Sono tanti i nuovi dispositivi e prodotti hi tech per ciclisti. Dal wearable ai tools per migliorare la sicurezza. Alcuni esempi.

a cura di redazione

La startup, Clara Swiss Tech, un piccolo miracolo italo-svizzero, ha già vinto diversi premi nella categoria dei wearables, la tecnologia da indossare. Clara produce un gilet per ciclisti e runner all’interno del quale vengono termosaldate delle luci ledche si illuminano come le frecce dell’auto quando si gira a destra o sinistra. Si attivano tramite un dispositivo wireless, posizionato sul manubrio della bici, che permette anche di scegliere la modalità di illuminazione: fissa o stroboscopica (utile soprattutto per chi fa jogging).

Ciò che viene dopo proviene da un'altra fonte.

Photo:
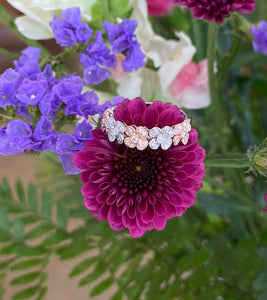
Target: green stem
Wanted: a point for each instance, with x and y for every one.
(213, 86)
(226, 62)
(8, 54)
(225, 162)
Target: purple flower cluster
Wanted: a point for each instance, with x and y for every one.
(98, 57)
(123, 40)
(70, 30)
(217, 10)
(38, 96)
(260, 37)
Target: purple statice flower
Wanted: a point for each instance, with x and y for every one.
(9, 82)
(30, 92)
(67, 145)
(28, 65)
(217, 10)
(15, 138)
(260, 37)
(140, 190)
(123, 40)
(41, 134)
(70, 30)
(96, 59)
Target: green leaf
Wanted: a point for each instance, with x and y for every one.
(27, 293)
(26, 264)
(82, 266)
(20, 191)
(5, 264)
(96, 13)
(117, 296)
(101, 287)
(32, 197)
(39, 230)
(72, 250)
(18, 227)
(62, 215)
(54, 238)
(98, 271)
(42, 293)
(25, 278)
(220, 205)
(4, 222)
(46, 206)
(193, 259)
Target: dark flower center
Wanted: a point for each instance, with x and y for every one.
(136, 171)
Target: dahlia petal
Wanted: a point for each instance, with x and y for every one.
(95, 177)
(103, 212)
(142, 225)
(87, 190)
(110, 169)
(113, 217)
(111, 199)
(136, 232)
(84, 176)
(160, 208)
(91, 205)
(160, 222)
(127, 222)
(148, 215)
(142, 206)
(102, 197)
(131, 212)
(80, 159)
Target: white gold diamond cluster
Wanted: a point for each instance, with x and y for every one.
(141, 137)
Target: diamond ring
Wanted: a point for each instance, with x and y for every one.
(141, 137)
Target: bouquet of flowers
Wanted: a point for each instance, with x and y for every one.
(150, 121)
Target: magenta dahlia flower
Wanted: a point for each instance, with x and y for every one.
(140, 190)
(217, 10)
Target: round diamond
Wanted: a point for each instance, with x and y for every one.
(134, 139)
(142, 144)
(168, 131)
(154, 144)
(141, 131)
(129, 130)
(166, 143)
(120, 127)
(154, 132)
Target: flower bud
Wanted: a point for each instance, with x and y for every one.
(259, 158)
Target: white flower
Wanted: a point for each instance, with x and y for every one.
(171, 57)
(39, 13)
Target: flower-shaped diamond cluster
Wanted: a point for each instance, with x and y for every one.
(141, 137)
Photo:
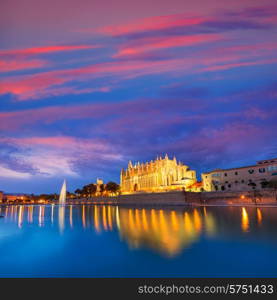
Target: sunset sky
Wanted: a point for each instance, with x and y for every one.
(86, 86)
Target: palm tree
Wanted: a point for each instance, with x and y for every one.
(112, 187)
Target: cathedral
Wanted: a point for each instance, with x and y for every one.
(163, 174)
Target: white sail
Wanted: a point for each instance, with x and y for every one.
(63, 193)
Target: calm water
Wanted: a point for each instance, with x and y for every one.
(108, 241)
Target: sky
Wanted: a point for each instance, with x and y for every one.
(86, 86)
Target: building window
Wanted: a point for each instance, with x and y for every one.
(272, 168)
(216, 175)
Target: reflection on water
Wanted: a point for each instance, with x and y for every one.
(244, 220)
(167, 231)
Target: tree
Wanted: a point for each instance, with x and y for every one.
(102, 189)
(78, 192)
(112, 187)
(272, 184)
(89, 190)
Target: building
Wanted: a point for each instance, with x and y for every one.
(100, 187)
(163, 174)
(242, 178)
(10, 198)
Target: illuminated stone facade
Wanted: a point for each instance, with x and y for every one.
(242, 178)
(163, 174)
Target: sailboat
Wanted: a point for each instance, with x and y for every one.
(62, 198)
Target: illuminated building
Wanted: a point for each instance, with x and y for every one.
(242, 178)
(163, 174)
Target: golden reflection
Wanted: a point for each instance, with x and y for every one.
(209, 222)
(174, 220)
(144, 220)
(70, 216)
(104, 218)
(96, 219)
(168, 232)
(30, 213)
(41, 215)
(197, 220)
(83, 216)
(20, 215)
(244, 220)
(110, 222)
(52, 213)
(61, 217)
(117, 218)
(259, 216)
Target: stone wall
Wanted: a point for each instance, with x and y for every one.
(183, 198)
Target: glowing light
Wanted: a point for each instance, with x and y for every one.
(174, 220)
(244, 220)
(20, 216)
(197, 220)
(104, 218)
(259, 216)
(71, 216)
(61, 218)
(83, 216)
(30, 214)
(41, 216)
(110, 217)
(96, 219)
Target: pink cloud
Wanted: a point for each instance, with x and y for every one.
(157, 43)
(15, 65)
(46, 49)
(152, 24)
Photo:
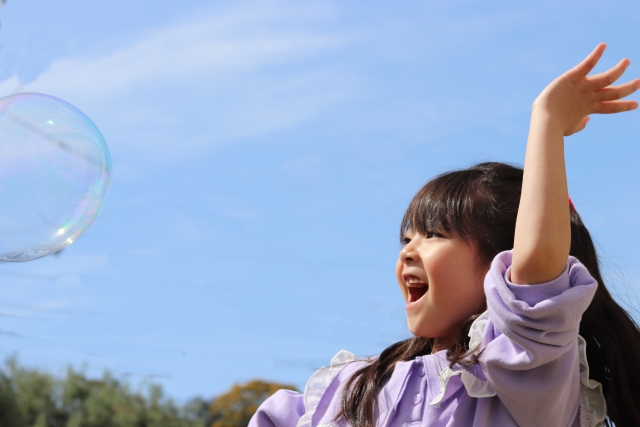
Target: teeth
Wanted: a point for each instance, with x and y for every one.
(414, 281)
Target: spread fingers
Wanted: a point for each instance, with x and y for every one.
(610, 76)
(612, 107)
(617, 92)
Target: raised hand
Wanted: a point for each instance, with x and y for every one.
(574, 95)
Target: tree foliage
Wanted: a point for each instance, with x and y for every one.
(235, 408)
(30, 398)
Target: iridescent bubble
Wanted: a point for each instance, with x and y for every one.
(54, 175)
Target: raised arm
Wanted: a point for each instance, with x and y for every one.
(543, 233)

Il tessuto sintetico è impermeabile e anti shock e tutte le componenti sono prodotte in Italia, dal Veneto all’Emilia Romagna.

Clara

La startup ha stretto una collaborazione con Taurus, lo storico marchio italiano delle biciclette che nel 2016 è stato acquisito da Protom e si è lanciato nel mercato delle ebike. Il gilet Clara, con un design esclusivo, e al prezzo di 199 euro, può essere pre ordinato sul sito di Taurus.

Hovding Helmet

Sono tanti i prodotti per il mercato wearable. Il casco svedese Hövding, in pratica un airbag da bici che si gonfia in caso di caduta, proteggendo testa e collo del ciclista. Costa 299 euro e viene definito il casco più sicuro al mondo.

See Sense

Non mancano le luci smart, per esempio quelle prodotte dalla nordirlandese See Sense che usano l’intelligenza artificiale per capire quando rendere l’illuminazione più forte o pulsante, facendo in modo di dare massima visibilità al ciclista.